Commodity Bulls Hope for a 1973 Repeat
On Tuesday, we saw that the 4-month start to stocks this year has had some impressive precedents. While most of the similar years witnessed some consolidation during the summer months, the long-term implications were positive.
Commodities have arguably had an even more impressive start. The long-term trend in stocks is well-documented to be higher as companies innovate and produce profits, but commodities are much more cyclical. As prices rise, farmers plant more crops, or miners dig more stuff out of the ground, and prices go down. It's hard to sustain uptrends except when there is a massive supply/demand imbalance.
MOST SIMILAR 4-MONTH STARTS FOR COMMODITIES
Through late April, the Bloomberg Commodity Index showed a gain well into the double-digits, and it has only added to them since then. Using the same methodology we used for stocks, we see that 9 other years had a correlation greater than +0.7 (on a scale of -1.0 to +1.0) through the first 4 months of the year.
The years all showed gains through April and enjoyed a roughly similar path to get there, but the only year with a better 4-month beginning was 1973. Commodity bulls would love to see a repeat, as it preceded massive additional gains.
Even though their correlations to 2021 were all highly positive, there was still quite a bit of variability among the samples, especially in terms of magnitude.
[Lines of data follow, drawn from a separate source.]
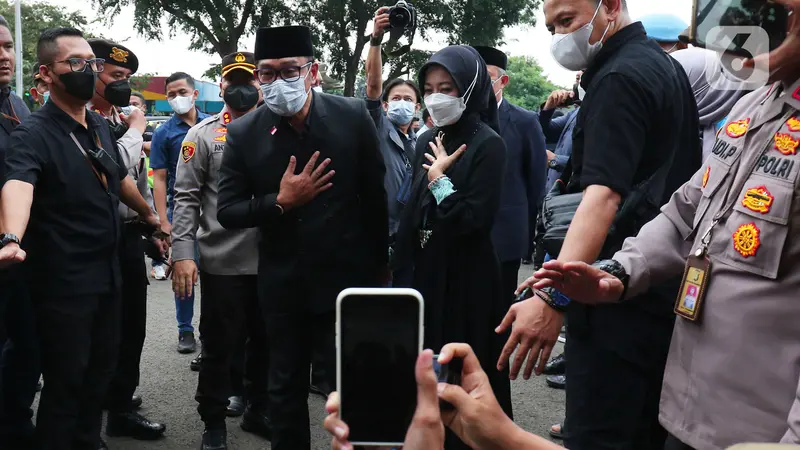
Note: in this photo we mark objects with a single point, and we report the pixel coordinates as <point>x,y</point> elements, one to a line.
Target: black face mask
<point>79,84</point>
<point>118,93</point>
<point>241,97</point>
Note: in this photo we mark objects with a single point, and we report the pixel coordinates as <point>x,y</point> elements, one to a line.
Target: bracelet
<point>550,302</point>
<point>430,185</point>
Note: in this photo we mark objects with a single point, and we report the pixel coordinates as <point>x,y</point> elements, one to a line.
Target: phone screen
<point>379,344</point>
<point>764,14</point>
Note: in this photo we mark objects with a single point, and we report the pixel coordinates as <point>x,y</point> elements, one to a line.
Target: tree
<point>528,87</point>
<point>37,16</point>
<point>342,26</point>
<point>215,26</point>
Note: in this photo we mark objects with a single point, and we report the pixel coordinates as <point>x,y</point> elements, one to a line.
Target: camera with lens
<point>402,16</point>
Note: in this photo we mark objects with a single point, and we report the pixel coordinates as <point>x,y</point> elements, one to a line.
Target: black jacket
<point>340,238</point>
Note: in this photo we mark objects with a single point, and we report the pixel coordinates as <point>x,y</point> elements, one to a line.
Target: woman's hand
<point>440,161</point>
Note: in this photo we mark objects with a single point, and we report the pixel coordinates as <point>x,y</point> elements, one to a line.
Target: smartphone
<point>765,14</point>
<point>379,334</point>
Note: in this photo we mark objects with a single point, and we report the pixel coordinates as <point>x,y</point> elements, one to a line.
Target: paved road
<point>168,387</point>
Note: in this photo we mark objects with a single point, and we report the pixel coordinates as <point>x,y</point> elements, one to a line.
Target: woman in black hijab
<point>443,246</point>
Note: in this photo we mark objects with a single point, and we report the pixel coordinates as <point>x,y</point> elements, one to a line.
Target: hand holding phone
<point>378,339</point>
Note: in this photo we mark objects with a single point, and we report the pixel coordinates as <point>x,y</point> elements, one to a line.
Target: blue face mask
<point>401,112</point>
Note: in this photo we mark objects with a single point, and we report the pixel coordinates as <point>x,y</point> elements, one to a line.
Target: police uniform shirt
<point>222,252</point>
<point>733,376</point>
<point>73,230</point>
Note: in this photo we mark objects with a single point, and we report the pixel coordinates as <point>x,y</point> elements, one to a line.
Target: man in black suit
<point>323,225</point>
<point>526,171</point>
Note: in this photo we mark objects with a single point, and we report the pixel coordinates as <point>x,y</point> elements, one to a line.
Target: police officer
<point>228,264</point>
<point>731,231</point>
<point>112,91</point>
<point>523,185</point>
<point>19,370</point>
<point>321,230</point>
<point>67,156</point>
<point>123,420</point>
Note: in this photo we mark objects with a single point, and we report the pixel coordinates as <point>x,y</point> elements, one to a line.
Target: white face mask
<point>446,109</point>
<point>573,51</point>
<point>286,98</point>
<point>181,104</point>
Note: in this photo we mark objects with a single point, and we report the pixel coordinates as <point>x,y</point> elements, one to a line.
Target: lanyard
<point>101,177</point>
<point>732,195</point>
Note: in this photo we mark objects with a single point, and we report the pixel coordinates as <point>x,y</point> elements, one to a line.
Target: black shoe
<point>136,402</point>
<point>561,434</point>
<point>323,390</point>
<point>257,422</point>
<point>556,366</point>
<point>186,342</point>
<point>134,425</point>
<point>216,439</point>
<point>236,406</point>
<point>557,381</point>
<point>194,364</point>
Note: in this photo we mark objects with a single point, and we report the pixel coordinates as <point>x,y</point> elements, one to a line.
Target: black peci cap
<point>492,56</point>
<point>238,60</point>
<point>283,42</point>
<point>115,54</point>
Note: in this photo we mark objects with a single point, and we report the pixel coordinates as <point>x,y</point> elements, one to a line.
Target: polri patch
<point>786,144</point>
<point>758,199</point>
<point>188,149</point>
<point>738,128</point>
<point>747,239</point>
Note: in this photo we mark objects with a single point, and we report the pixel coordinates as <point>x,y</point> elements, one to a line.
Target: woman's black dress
<point>457,270</point>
There was a general tendency to see commodities peak at about this point in the year, though.
WHAT GOOD STARTS MEAN FOR THE REST OF THE YEAR
The table below shows future returns in the index from the end of April for those years with the highest correlation to 2021.
The year with the highest correlation was 1973, and there was virtually no letup as it preceded massive and sustained gains in the index. Among the others, only 1979 saw no negative returns across all time frames.
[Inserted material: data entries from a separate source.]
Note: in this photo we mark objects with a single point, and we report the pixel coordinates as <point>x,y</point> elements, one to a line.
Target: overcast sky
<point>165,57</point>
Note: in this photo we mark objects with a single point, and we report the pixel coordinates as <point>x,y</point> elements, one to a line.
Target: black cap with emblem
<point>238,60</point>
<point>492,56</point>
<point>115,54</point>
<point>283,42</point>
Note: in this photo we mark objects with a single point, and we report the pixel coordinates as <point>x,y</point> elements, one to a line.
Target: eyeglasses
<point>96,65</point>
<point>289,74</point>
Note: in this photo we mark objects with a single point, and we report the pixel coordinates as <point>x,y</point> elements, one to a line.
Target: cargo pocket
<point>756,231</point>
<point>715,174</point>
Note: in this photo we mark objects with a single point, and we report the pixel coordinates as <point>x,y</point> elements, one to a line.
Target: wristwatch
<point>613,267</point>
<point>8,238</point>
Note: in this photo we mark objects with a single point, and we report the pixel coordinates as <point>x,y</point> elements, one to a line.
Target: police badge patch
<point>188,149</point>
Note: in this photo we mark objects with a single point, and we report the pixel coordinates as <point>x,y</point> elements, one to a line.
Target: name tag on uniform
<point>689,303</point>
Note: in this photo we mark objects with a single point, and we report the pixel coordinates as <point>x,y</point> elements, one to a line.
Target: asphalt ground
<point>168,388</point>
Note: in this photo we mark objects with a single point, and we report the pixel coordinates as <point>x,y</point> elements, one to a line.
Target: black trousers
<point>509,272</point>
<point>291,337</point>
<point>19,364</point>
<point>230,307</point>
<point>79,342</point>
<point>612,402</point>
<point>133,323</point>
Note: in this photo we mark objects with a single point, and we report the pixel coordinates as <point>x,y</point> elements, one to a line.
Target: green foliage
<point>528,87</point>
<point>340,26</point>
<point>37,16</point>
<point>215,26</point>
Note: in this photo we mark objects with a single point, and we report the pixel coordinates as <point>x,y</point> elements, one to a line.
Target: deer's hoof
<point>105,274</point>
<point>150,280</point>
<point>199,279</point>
There are some shorter-term challenges to those precedents. The chart above clearly shows that the summer months preceded some choppy trading for commodities. Among some of the largest influences on the Bloomberg Commodity Index, the seasonal windows for gold, natural gas, corn, and soybeans are questionable.
Likewise, when we looked at the rates of change in commodities in March and April, we saw just how tough it has been for this market to sustain massive gains over the medium-term.
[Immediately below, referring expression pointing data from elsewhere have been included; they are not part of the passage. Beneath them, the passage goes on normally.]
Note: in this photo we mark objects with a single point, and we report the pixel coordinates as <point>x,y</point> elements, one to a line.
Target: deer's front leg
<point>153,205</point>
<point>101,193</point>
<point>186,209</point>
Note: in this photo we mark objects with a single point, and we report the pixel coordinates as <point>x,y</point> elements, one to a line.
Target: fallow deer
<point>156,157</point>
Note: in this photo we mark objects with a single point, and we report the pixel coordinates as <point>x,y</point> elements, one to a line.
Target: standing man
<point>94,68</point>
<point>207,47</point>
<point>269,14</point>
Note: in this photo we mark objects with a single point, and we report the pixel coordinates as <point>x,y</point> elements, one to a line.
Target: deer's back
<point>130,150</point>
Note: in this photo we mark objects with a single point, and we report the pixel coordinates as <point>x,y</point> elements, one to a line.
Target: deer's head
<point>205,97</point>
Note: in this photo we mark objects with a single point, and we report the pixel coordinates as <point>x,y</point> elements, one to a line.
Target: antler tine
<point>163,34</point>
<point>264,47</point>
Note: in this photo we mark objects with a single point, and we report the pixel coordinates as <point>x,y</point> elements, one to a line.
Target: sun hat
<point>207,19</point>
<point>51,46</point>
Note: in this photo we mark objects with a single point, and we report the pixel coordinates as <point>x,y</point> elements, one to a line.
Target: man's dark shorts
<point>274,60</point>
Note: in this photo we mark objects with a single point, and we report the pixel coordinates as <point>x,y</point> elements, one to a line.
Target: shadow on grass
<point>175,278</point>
So, commodities should pause over the next few months and digest their recent gains. As always, a market that doesn't do what it should gives us a strong hint that something structural has changed, and this market has already done that to some degree. If commodities follow the 1973 playbook, then we won't see much, if any, weakness in the weeks and months to come. But it will have to fight historical analogs, seasonality, momentum, and sentiment, all pointing to a pause.